[Festival] MUTEK (2018)
Soyons honnête, le festival MUTEK c’est un peu comme le Noël des fanatiques de musique électronique. Ce rendez-vous annuel est toujours rempli de surprises de taille et de moments magiques. Chaque type de mélomanes y trouve son bonheur à travers les différents concepts offerts par l’équipe de programmation.
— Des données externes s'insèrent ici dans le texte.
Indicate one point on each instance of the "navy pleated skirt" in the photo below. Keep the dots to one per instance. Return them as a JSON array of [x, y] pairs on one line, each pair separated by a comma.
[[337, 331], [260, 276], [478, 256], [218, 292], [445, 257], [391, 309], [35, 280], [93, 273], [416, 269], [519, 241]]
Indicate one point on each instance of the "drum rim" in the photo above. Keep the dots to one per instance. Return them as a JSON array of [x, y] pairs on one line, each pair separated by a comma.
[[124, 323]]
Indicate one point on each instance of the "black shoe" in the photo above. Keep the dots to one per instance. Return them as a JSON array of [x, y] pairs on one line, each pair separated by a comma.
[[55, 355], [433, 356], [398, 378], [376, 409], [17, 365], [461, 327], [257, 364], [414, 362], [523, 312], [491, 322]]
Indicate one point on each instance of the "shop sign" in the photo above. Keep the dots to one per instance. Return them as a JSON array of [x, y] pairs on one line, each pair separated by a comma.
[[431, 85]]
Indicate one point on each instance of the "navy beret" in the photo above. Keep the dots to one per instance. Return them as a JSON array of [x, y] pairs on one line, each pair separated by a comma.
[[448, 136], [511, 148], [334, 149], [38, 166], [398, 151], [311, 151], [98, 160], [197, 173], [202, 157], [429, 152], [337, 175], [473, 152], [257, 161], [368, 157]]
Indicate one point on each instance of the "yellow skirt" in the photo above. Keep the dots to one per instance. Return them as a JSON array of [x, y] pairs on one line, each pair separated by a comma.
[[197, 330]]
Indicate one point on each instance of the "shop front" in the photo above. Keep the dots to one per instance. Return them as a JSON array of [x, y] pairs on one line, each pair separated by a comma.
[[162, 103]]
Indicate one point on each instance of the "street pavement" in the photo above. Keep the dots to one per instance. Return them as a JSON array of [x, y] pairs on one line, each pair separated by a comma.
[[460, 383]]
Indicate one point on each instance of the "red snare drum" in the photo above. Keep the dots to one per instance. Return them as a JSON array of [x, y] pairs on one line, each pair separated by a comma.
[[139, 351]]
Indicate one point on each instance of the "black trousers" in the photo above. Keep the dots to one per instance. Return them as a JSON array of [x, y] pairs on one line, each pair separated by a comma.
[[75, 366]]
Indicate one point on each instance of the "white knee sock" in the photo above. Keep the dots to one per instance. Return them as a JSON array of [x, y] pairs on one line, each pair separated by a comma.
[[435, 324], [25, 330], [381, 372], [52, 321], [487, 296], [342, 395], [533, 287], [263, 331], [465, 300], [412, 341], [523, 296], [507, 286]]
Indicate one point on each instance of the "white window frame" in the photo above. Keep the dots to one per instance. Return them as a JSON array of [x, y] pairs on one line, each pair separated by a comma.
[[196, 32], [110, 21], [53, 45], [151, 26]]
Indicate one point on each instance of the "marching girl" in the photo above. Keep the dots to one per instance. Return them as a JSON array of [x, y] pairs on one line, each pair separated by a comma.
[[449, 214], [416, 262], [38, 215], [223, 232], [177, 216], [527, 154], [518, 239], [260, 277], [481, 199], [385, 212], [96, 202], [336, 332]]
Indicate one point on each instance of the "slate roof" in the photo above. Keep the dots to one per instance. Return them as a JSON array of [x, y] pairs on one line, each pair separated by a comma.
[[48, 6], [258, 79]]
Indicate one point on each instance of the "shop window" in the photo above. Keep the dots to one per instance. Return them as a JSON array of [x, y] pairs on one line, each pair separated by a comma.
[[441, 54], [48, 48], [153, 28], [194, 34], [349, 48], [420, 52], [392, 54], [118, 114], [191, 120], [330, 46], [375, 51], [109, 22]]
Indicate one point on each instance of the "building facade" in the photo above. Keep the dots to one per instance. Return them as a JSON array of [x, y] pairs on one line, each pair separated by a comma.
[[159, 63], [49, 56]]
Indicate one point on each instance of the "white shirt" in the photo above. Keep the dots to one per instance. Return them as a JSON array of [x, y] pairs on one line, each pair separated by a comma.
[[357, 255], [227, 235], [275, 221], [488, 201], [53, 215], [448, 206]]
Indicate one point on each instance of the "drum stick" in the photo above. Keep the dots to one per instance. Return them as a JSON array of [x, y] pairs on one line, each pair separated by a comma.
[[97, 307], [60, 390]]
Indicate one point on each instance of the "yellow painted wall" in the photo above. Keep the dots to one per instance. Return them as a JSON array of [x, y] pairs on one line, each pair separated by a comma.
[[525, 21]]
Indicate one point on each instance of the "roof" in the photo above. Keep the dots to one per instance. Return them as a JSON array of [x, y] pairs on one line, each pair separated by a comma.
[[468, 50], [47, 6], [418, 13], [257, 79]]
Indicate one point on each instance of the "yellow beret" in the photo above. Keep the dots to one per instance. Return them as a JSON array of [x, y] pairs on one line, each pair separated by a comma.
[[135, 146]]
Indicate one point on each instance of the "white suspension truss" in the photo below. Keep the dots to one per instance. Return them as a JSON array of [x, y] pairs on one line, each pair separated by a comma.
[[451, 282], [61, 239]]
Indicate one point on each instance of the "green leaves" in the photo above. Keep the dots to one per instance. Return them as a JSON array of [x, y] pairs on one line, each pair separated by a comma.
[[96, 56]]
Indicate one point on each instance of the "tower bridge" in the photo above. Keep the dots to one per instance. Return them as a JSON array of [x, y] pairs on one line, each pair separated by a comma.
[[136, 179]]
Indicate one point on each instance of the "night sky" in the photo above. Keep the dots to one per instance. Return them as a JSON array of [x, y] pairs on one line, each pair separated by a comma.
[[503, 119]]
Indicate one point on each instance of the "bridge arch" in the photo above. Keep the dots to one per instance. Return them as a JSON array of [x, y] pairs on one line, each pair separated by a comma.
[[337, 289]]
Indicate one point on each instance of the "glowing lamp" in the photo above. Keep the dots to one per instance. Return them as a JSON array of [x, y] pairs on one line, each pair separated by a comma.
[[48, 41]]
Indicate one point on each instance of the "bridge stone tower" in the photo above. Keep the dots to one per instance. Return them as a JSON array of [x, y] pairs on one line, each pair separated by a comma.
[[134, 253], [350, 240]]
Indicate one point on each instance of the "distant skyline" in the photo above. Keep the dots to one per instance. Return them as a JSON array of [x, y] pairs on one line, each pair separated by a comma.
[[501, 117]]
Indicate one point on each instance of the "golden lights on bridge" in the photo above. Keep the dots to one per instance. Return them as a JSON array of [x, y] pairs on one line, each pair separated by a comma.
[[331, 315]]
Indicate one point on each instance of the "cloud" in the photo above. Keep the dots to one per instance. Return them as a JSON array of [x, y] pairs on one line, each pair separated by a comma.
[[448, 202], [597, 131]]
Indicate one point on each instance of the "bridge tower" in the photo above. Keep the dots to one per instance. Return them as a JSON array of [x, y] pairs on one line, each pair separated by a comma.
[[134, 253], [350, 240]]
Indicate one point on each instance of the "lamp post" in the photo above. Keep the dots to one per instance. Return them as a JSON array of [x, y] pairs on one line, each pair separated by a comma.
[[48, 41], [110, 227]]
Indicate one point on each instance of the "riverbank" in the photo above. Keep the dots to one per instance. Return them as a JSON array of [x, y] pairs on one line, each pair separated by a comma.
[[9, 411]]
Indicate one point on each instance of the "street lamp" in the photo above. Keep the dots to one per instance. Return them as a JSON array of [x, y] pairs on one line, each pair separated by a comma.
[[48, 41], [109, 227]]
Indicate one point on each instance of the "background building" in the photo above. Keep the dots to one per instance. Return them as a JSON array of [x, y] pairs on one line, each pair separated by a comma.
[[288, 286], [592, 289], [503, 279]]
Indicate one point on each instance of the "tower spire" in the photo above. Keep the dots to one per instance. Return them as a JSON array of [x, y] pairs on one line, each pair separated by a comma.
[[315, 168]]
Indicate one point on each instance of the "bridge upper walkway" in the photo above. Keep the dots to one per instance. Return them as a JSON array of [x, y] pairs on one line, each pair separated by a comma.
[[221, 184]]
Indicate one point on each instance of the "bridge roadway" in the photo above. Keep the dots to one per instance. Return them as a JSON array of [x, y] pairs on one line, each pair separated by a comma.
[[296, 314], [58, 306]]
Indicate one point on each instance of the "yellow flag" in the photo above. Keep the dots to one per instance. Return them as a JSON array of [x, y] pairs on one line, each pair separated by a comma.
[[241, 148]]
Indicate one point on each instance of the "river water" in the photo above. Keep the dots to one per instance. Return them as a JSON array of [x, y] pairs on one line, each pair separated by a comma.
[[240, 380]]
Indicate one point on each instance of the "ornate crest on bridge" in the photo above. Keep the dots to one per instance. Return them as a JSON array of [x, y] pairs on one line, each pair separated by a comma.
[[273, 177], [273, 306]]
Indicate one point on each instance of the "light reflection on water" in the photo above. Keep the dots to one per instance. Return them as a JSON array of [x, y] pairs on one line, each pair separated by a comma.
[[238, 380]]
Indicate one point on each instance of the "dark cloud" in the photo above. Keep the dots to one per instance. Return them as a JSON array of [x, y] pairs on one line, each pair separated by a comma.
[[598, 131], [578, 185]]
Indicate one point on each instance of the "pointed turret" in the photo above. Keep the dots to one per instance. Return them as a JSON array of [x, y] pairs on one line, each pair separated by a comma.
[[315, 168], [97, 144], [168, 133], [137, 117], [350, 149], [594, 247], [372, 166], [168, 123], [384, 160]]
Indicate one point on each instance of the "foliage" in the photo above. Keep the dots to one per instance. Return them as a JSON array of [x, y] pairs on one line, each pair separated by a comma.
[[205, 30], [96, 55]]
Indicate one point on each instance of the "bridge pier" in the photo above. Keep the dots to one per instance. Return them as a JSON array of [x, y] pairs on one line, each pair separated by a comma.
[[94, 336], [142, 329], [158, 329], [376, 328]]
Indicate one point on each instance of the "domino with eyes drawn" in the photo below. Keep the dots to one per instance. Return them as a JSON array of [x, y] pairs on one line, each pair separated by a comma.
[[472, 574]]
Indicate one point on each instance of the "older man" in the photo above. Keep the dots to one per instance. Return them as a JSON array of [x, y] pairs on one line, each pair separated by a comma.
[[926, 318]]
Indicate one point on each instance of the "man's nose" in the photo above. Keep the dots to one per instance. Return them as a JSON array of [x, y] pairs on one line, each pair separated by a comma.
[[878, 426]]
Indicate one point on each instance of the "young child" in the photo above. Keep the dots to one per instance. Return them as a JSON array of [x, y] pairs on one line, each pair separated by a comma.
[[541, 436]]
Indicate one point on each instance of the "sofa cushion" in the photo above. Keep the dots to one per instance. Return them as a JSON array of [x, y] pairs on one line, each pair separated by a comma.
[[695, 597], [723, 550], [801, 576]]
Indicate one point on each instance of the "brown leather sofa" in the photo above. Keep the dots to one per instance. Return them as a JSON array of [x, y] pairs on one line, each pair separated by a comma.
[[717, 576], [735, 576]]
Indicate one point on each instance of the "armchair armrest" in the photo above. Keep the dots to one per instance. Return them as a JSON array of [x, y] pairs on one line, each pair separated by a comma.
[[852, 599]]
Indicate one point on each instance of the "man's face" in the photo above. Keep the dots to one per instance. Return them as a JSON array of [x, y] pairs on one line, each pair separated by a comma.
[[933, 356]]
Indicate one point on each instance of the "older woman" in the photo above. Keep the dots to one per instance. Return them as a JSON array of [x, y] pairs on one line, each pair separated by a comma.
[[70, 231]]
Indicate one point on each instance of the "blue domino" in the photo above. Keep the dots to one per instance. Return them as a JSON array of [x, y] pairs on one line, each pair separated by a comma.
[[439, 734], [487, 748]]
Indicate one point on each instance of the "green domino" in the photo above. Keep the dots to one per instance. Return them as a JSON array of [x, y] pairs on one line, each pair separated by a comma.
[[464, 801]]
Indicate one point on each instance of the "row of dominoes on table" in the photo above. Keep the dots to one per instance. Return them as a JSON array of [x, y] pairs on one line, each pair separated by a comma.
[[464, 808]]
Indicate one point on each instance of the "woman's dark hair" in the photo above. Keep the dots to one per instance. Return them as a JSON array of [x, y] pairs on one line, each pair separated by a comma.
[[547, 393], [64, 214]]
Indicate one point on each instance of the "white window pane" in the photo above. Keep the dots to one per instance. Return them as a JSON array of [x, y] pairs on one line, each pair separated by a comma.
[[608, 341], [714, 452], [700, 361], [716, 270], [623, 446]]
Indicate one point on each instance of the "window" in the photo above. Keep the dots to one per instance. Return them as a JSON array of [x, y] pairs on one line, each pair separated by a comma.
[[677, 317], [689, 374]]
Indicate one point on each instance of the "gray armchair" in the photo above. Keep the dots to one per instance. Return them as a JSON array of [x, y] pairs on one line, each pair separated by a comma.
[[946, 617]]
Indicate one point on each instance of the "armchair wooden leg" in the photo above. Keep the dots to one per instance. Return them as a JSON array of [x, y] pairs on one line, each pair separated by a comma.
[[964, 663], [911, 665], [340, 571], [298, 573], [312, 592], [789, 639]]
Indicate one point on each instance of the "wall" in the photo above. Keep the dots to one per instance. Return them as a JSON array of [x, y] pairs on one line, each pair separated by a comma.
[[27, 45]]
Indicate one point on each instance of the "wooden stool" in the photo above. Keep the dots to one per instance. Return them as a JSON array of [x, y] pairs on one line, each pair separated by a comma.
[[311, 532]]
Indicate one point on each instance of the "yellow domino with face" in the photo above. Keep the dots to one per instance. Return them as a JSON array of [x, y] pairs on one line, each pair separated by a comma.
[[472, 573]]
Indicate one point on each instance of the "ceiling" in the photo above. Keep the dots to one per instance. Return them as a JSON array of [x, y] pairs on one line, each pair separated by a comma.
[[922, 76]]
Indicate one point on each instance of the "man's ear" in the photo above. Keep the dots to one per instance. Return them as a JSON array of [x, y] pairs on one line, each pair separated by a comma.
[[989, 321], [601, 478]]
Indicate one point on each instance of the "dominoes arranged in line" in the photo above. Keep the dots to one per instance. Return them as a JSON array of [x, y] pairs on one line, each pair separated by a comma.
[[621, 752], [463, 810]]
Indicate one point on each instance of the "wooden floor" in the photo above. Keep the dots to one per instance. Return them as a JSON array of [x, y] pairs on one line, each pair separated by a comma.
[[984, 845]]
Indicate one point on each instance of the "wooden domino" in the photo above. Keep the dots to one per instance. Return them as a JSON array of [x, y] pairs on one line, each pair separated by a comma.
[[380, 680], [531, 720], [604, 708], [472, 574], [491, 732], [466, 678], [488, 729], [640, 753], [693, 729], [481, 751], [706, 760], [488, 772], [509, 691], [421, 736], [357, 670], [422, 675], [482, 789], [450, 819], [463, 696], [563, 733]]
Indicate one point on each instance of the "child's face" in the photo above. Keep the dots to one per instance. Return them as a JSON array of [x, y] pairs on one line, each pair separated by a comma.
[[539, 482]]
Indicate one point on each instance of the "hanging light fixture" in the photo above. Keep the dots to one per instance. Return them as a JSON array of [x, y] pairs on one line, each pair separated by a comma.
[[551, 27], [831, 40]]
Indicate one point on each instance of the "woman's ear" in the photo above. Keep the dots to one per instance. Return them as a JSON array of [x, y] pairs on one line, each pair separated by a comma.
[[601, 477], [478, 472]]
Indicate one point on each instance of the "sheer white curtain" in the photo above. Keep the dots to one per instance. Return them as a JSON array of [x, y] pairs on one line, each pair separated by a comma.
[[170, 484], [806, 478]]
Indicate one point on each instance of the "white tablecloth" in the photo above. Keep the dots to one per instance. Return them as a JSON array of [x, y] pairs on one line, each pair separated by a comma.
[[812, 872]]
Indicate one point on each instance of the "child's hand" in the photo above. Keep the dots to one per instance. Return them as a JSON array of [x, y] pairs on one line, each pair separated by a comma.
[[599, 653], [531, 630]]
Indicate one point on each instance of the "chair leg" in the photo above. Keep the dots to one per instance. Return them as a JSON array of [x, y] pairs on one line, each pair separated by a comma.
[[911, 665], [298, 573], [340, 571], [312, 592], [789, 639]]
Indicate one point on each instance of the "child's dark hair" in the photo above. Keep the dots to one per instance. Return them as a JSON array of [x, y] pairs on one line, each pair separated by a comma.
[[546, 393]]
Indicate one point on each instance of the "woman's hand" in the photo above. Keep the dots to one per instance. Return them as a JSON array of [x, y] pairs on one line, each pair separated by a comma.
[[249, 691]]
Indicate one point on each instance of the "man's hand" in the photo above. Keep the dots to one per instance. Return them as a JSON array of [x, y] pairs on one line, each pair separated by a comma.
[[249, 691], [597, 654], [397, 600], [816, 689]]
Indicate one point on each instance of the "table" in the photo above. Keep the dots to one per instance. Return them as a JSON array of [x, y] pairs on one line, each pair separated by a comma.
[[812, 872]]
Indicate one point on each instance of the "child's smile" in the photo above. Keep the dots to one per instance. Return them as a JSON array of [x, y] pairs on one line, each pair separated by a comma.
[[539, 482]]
L’édition 2018 n’a pas fait exception à cette tradition en offrant l’un des alignements les plus diversifiés et éclectiques de l’histoire du festival. Voici donc un bref retour sur les quatre premiers jours de l’événement, car nous n’avons malheureusement pas pu assister à la prometteuse dernière soirée. Nous avions besoin d’un repos avant de prendre le chemin du Portugal pour couvrir le Festival Forte!
A/Visions
Lorsque nous nous s’installons dans les sièges du Monument National pour les programmes audiovisuels, nous savons que nos sens seront fascinés. Il se présente chaque fois sur cette scène des performances captivantes, que ce soit avec les hypnotiques lasers de Robin Fox ou ceux associés aux magnifiques projections du trio russe Tundra; également avec les exigeantes compositions aux allures d’expériences scientifiques de Herman Kolgen ou de Martin Messier (en collaboration avec Yro), ces deux monuments de l’art numérique. Cette thématique est l’essence du festival, nous aurions aimé qu’il y en ait encore davantage.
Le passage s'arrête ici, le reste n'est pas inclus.